Since the hydrogen ion, a non-nutrient, is positively charged, as are the nutrients calcium, magnesium, and potassium, it is significant to consider hydrogen along with these as the combination representing almost the total exchange capacity of the soil. From this total capacity the ratios of the percentage saturation of that capacity by the nutrients (and also by hydrogen, a non-nutrient) may be calculated and adjusted by fertility treatments for most efficient plant nutrition.

The pH, then, serves to suggest the degree to which the total potential stock of nutrients in the soil has been replaced by hydrogen, a non-nutrient; but it gives no suggestion as to which nutrients are grossly deficient or to what degree the nutrients are imbalanced. It is not an indicator of what kinds or amounts of fertility are required to make the soil productive, and has therefore been a hazard to keeping soils productive and in nutritional balance. Undue emphasis on, and attention to, the pH of the soil to the extent of disregard of the soil’s fertility saturation for plant nutrition suggests itself as a case where “a little knowledge can be a dangerous thing”.

 

Notes:

*The pH figure is the logarithm of the concentration of the active hydrogen or ions, not molecules. Distilled water has one millionth of a gram (.000001 or 10 to the minus 7 gm.) of active hydrogen per liter, said to be a pH of 7.0. Such water tastes flat. With a bit more acidity or ionized hydrogen (.00001 or 10 to the minus 6 gm.), or more acidity at a pH of 6.0, it tastes better.
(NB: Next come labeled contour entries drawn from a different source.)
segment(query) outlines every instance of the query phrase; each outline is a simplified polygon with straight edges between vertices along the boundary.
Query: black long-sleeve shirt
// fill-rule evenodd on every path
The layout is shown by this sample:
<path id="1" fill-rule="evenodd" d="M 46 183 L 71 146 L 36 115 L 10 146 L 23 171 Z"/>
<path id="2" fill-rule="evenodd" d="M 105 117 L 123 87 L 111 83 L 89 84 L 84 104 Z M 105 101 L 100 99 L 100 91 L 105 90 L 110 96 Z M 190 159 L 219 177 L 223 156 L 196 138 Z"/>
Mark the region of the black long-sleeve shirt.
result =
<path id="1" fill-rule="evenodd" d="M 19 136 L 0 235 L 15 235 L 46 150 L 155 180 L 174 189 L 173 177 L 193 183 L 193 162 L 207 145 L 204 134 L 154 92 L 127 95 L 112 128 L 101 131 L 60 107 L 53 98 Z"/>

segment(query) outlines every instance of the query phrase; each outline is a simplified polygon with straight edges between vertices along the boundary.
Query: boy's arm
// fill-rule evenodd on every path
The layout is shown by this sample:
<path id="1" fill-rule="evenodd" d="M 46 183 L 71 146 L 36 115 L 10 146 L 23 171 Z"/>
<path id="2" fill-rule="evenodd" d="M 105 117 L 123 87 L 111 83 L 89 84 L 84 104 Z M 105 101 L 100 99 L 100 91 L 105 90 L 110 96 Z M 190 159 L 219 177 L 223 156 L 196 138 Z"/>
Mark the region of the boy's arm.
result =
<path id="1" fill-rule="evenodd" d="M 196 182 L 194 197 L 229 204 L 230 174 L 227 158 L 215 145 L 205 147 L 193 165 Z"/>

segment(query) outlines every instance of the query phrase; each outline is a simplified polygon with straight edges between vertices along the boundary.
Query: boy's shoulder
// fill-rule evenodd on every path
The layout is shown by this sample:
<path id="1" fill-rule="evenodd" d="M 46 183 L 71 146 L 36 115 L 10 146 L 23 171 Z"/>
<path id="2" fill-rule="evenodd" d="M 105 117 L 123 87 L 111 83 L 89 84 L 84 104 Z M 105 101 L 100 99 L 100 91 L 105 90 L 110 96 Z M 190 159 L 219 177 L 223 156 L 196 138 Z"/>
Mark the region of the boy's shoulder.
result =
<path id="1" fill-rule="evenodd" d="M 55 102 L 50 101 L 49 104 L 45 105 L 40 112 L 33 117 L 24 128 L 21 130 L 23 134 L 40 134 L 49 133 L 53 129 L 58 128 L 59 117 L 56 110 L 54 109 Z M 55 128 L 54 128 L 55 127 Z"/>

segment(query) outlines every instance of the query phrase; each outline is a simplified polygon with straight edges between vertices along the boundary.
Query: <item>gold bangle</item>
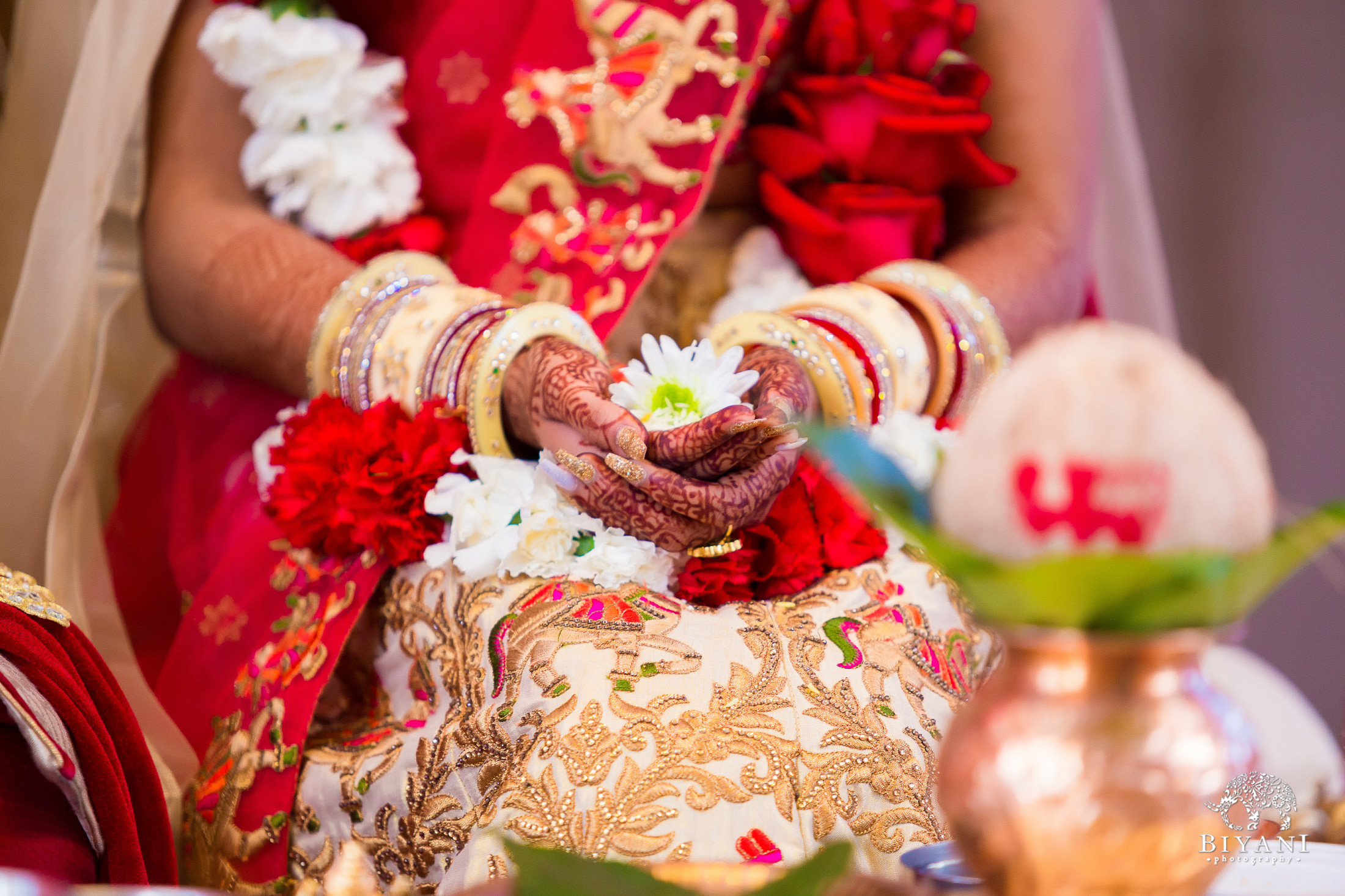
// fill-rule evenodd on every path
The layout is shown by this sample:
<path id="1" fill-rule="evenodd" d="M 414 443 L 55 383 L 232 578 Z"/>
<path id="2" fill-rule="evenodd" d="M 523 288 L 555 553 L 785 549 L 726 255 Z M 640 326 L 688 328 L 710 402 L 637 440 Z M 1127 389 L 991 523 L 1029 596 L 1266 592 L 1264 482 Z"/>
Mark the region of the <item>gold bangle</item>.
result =
<path id="1" fill-rule="evenodd" d="M 350 337 L 350 325 L 370 298 L 404 277 L 432 277 L 440 283 L 457 278 L 443 261 L 425 253 L 383 253 L 351 274 L 323 305 L 308 341 L 308 395 L 336 394 L 336 347 Z"/>
<path id="2" fill-rule="evenodd" d="M 787 349 L 807 371 L 829 426 L 868 426 L 869 410 L 858 407 L 851 387 L 853 371 L 845 367 L 846 363 L 858 365 L 859 361 L 849 349 L 845 353 L 833 351 L 841 340 L 831 333 L 787 314 L 745 312 L 716 326 L 710 344 L 721 353 L 734 345 L 779 345 Z"/>
<path id="3" fill-rule="evenodd" d="M 553 302 L 511 309 L 488 339 L 472 349 L 467 388 L 467 426 L 472 450 L 491 457 L 512 457 L 504 437 L 504 373 L 518 353 L 543 336 L 558 336 L 607 360 L 593 328 L 580 314 Z"/>
<path id="4" fill-rule="evenodd" d="M 781 310 L 838 326 L 863 349 L 878 380 L 876 422 L 896 410 L 924 410 L 929 348 L 911 312 L 890 296 L 863 283 L 838 283 L 814 289 Z"/>
<path id="5" fill-rule="evenodd" d="M 1011 357 L 1009 339 L 1005 336 L 995 306 L 990 304 L 985 293 L 947 265 L 917 259 L 898 263 L 915 274 L 917 283 L 920 283 L 920 277 L 924 277 L 925 285 L 935 294 L 946 296 L 967 309 L 986 348 L 987 376 L 994 376 L 1009 365 Z"/>
<path id="6" fill-rule="evenodd" d="M 958 339 L 952 334 L 952 325 L 944 316 L 939 301 L 915 285 L 905 282 L 901 278 L 898 265 L 901 262 L 889 262 L 874 267 L 861 277 L 858 282 L 881 289 L 888 296 L 892 296 L 901 302 L 908 313 L 919 314 L 929 328 L 935 356 L 931 359 L 932 377 L 924 412 L 931 416 L 943 416 L 943 412 L 948 408 L 948 402 L 952 400 L 952 387 L 958 379 Z M 925 355 L 928 353 L 929 349 L 927 347 Z"/>
<path id="7" fill-rule="evenodd" d="M 709 560 L 712 557 L 722 557 L 725 553 L 733 553 L 734 551 L 742 548 L 742 539 L 733 539 L 730 541 L 729 536 L 732 535 L 733 535 L 733 527 L 730 525 L 729 531 L 724 533 L 724 537 L 716 541 L 714 544 L 703 544 L 698 548 L 687 548 L 686 553 L 687 556 L 699 557 L 702 560 Z"/>
<path id="8" fill-rule="evenodd" d="M 1009 341 L 990 300 L 944 265 L 917 259 L 890 262 L 861 281 L 915 306 L 940 343 L 939 379 L 947 379 L 948 398 L 942 408 L 927 414 L 964 415 L 986 382 L 1009 364 Z"/>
Thus, as the pH value is smaller, the degree of acidity is higher because there are more active hydrogen ions per unit volume as the hydrogen ion concentration is higher.

**The exchange capacity is expressed as milliequivalents (M. E.) per 100 grams of soil. One M. E. means 1 milligram (.001 gms.) of hydrogen or its equivalent. One M. E. per 100 gms. equals 1 gm. in 100,000 gm. or 10 in a million, or 10 pounds in a million or 20 pounds in two millions of soil (acre 6 ⅔ in. deep).